Мне тоже отчего-то грустно. Может, оттого, что она рядом.
Вздохнув, Рита поет негромко, а Маклецов мягко вторит ей:
Чорнii брови, карii очi,Темнi як нiчка, яснi як день…
Она сидит напротив меня на бруствере, свесив ноги в коротких сапожках, зажав руки в коленях. Глаза, затуманенные песней, влажны. Я не знаю, хорош ли голос у Риты, только что-то происходит в душе у меня.
Ой, очi, очi,Очi дивочi,Де ви навчились вводить людей?..
Может быть, это ночь виновата южная, может, песня, но скажи сейчас отдать жизнь — отдам с радостью!
Маклецов ладонью зажимает вдруг струны, и я слышу приближающееся к нам тяжелое дыхание двух людей и шуршание плащ-палатки о стебли.
В плащ-палатке, расширяющейся книзу, — офицер, невысокий, в фуражке. Сопровождает его солдат с автоматом и вещмешком за плечом.

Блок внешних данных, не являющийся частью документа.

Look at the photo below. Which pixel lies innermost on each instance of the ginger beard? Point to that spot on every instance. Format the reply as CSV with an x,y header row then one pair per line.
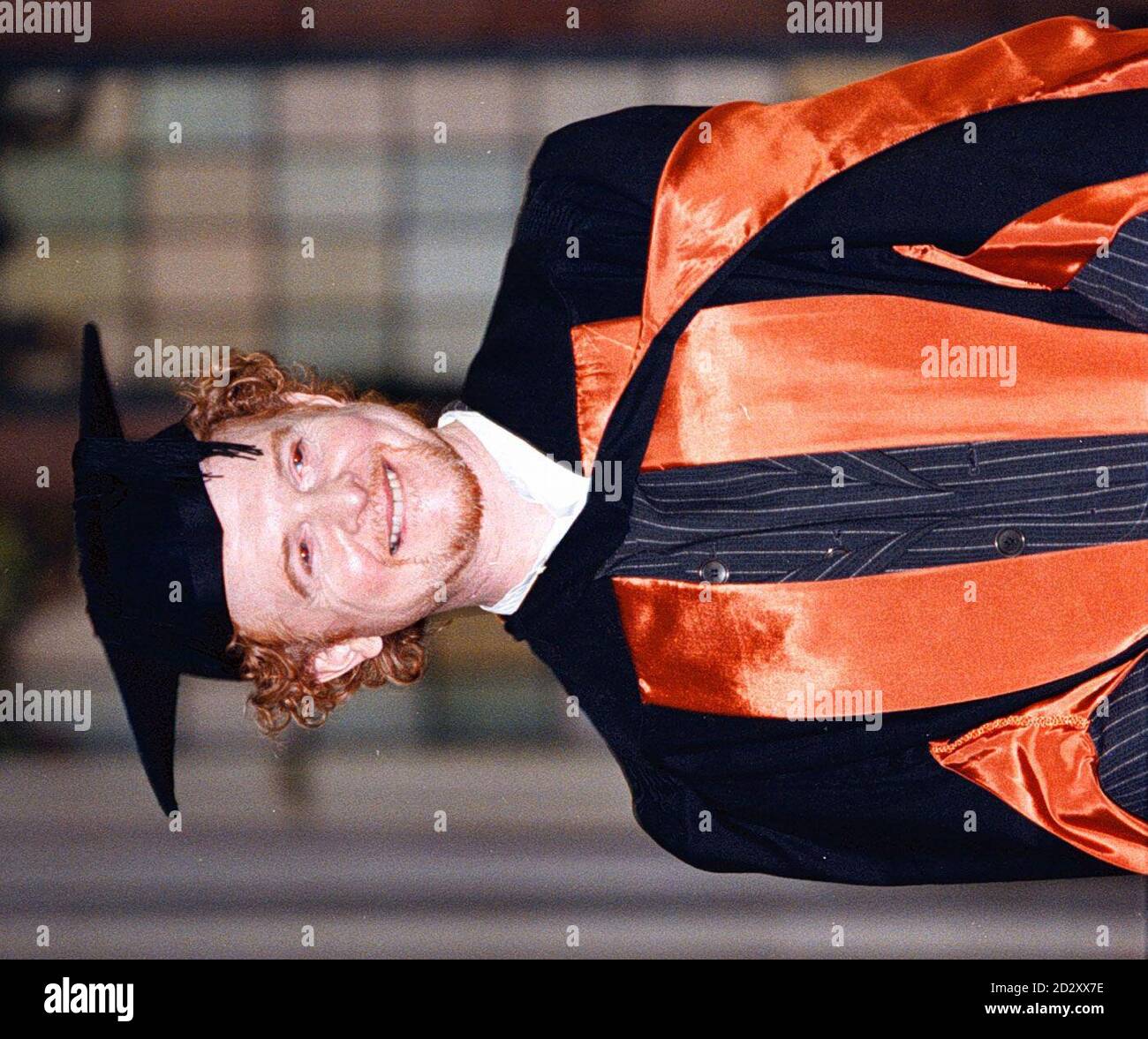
x,y
463,523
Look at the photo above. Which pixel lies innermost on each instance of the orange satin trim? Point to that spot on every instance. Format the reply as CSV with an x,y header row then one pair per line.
x,y
1047,247
1043,763
722,186
835,373
908,634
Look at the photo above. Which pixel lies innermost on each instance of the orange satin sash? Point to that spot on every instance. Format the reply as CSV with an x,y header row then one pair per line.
x,y
837,373
739,164
913,635
1047,247
773,378
1043,763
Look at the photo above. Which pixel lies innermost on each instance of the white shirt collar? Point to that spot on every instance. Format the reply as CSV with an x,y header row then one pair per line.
x,y
536,478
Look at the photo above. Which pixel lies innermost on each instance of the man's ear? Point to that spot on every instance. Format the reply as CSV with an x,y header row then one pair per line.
x,y
337,659
313,400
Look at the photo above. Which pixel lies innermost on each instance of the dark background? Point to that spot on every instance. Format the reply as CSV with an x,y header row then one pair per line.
x,y
329,132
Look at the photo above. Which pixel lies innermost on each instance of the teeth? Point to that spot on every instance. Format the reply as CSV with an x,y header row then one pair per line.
x,y
397,522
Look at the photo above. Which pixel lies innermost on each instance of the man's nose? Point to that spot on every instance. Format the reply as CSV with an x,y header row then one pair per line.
x,y
341,501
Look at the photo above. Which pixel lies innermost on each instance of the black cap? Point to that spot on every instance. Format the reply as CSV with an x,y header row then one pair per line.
x,y
150,558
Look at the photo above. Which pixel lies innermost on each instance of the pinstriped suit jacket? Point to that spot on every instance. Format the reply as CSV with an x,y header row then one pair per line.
x,y
798,798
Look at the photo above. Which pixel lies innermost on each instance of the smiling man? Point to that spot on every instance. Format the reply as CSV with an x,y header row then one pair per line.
x,y
729,308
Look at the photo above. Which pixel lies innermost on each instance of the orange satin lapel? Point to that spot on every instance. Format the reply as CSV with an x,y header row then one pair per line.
x,y
1043,763
836,373
911,634
1047,247
739,164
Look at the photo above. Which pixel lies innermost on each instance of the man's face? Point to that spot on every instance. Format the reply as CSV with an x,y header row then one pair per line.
x,y
310,526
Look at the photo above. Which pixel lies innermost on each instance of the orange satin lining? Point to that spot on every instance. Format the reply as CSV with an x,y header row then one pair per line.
x,y
836,373
910,634
1047,247
719,190
1043,763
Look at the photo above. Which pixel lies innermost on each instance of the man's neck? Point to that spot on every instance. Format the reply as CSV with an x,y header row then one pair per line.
x,y
511,533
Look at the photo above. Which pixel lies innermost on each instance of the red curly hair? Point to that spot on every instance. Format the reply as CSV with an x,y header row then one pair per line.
x,y
285,686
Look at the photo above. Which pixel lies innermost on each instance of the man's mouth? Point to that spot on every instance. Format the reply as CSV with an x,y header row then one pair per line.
x,y
397,510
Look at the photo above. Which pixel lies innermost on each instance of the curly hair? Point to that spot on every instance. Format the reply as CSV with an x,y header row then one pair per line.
x,y
285,686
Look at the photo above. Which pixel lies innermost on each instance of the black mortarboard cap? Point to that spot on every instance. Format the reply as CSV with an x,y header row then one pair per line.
x,y
144,522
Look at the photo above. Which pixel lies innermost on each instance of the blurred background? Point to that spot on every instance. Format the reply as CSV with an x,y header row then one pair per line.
x,y
329,132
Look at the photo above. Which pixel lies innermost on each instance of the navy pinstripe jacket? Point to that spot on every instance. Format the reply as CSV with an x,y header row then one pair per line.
x,y
802,799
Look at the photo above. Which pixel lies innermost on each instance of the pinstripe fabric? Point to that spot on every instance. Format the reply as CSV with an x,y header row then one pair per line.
x,y
848,515
1118,282
1122,742
829,516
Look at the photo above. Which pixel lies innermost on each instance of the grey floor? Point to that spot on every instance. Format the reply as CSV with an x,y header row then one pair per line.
x,y
536,843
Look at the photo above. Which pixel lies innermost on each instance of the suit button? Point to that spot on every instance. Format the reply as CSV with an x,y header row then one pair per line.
x,y
714,572
1009,542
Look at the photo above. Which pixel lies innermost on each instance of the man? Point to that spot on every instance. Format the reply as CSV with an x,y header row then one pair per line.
x,y
850,576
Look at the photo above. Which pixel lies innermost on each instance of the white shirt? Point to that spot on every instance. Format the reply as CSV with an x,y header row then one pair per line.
x,y
536,478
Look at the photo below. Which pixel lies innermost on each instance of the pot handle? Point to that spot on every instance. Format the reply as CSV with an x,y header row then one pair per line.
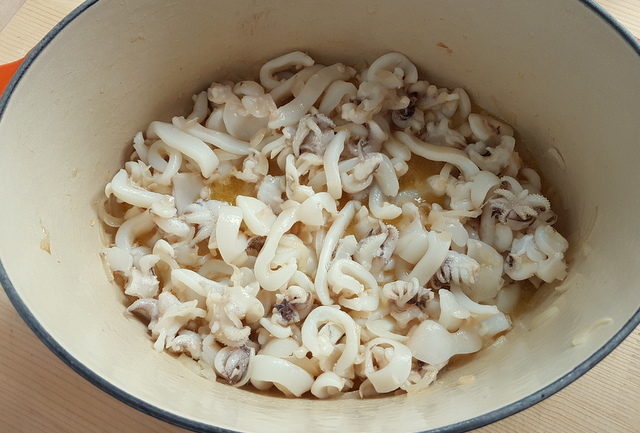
x,y
6,72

Подойдя, офицер обежал всех глазами, остановился на Бабине.
— Комбат Бабин?
— Бабин.
— Будем знакомиться. Брыль. Прибыл к тебе замполитом.
И, козырнув, подал руку. Бабин пожал ее, не вставая. Овчарка все время следила, подняв голову с лап.
— Учти, — сказал Бабин смеясь одними глазами, и вытер мундштук трубки, блестевший от слюны, — три замполита было у меня. Трех пережил.
— Учту, — сказал Брыль. — Нарочно надуюсь и переживу тебя. Особенно если покормишь.
И улыбнулся широким ртом, обнажив мелкие, тесно составленные зубы. Он явно понравился Бабину. Есть безошибочный барометр: ординарец комбата Фроликов. Обычно прижимистый по части продуктов, он вдруг появился словно из-под земли, осчастливил всех улыбкой и побежал готовить ужин.
Брыль кладет на землю шинель, которую до этого нес на руке под плащ-палаткой, кивает автоматчику, и тот ставит на землю вещмешок. Здороваясь с Ритой, он опять козырнул:
— Брыль.
Среди нас, желтых от малярии, он, полнокровный, выбритый, свежий, выглядит человеком из другого мира.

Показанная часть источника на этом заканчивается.